SLA Inversion
So you’ve launched your new enterprise web site, and you’re so confident with your fully redundant web architecture that you figure you can provide a five-nines SLA - 99.999% uptime, or 5 minutes downtime a year. After all, what can possibly go wrong?
Welcome to SLA inversion, where a 99.999% available web service depends on a 95% available DNS server. Or a 98% available Internet connection. If your users can’t do work, it doesn’t matter why - they don’t care that your web application is still able to process transactions; they don’t appreciate the difference between application failure and DNS failure.
As it happens, this topic is close to my heart: I run a few cancer support mailing lists, and one day I decided to switch the domain name hosting provider. What I didn’t realise was that the new registrar wouldn’t let me edit the zone file until the domain transfer had completed, and that left me dead in the water for several hours: requests to the web site were going to the registrar’s default page. No matter that the web site and mailing lists were just fine; the point was that nobody could reach them.

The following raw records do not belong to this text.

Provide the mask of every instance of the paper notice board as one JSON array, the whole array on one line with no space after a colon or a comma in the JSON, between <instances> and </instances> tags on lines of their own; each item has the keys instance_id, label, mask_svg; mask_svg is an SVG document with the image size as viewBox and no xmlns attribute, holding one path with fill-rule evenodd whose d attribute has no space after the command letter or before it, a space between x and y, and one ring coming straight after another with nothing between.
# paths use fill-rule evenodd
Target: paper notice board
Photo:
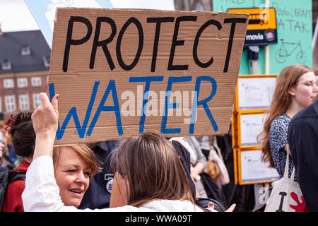
<instances>
[{"instance_id":1,"label":"paper notice board","mask_svg":"<svg viewBox=\"0 0 318 226\"><path fill-rule=\"evenodd\" d=\"M237 114L237 143L239 148L259 146L257 136L262 131L266 120L265 111Z\"/></svg>"},{"instance_id":2,"label":"paper notice board","mask_svg":"<svg viewBox=\"0 0 318 226\"><path fill-rule=\"evenodd\" d=\"M277 75L239 76L235 95L236 111L269 109Z\"/></svg>"},{"instance_id":3,"label":"paper notice board","mask_svg":"<svg viewBox=\"0 0 318 226\"><path fill-rule=\"evenodd\" d=\"M239 150L237 155L240 184L268 183L279 179L277 170L270 168L269 162L261 160L260 150Z\"/></svg>"}]
</instances>

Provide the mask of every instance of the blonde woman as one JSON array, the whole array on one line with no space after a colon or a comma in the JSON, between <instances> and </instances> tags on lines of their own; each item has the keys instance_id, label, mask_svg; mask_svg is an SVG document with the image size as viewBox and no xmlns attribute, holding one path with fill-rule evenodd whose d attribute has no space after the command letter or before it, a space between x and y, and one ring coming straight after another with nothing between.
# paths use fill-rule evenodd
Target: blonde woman
<instances>
[{"instance_id":1,"label":"blonde woman","mask_svg":"<svg viewBox=\"0 0 318 226\"><path fill-rule=\"evenodd\" d=\"M91 210L66 206L59 196L52 159L59 117L57 100L54 96L51 104L46 93L41 93L40 98L42 103L33 115L37 136L22 194L23 207L26 211ZM112 152L111 166L123 206L95 211L204 210L194 202L177 151L158 135L145 133L123 141Z\"/></svg>"},{"instance_id":2,"label":"blonde woman","mask_svg":"<svg viewBox=\"0 0 318 226\"><path fill-rule=\"evenodd\" d=\"M317 89L314 72L302 64L288 66L278 76L259 141L261 143L262 160L275 167L281 178L289 153L287 131L290 119L315 100ZM289 176L293 167L293 157L290 157Z\"/></svg>"}]
</instances>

Whenever you’re monitoring for a service level agreement, you need to follow a few important rules.
- Measure as close as you possibly can to what end users will see. That generally means running synthetic transactions at a minimum: HTTP for web applications and test emails for email services.
- Take time to think through all the services your users rely on, and make sure they’re monitored, implicitly or explicitly. For example, are there routers outside your control on the path between you and your users? If so, find out what SLA, if any, is in effect. You can’t provide a better target than the weakest link in the chain.
- If there is a weak link controlled by your customer, make sure it’s explicit in the SLA contract.
Service level agreements are all about avoiding nasty surprises: taking a bit of time up front to think through how you might be caught off guard will benefit you, and more importantly, your users.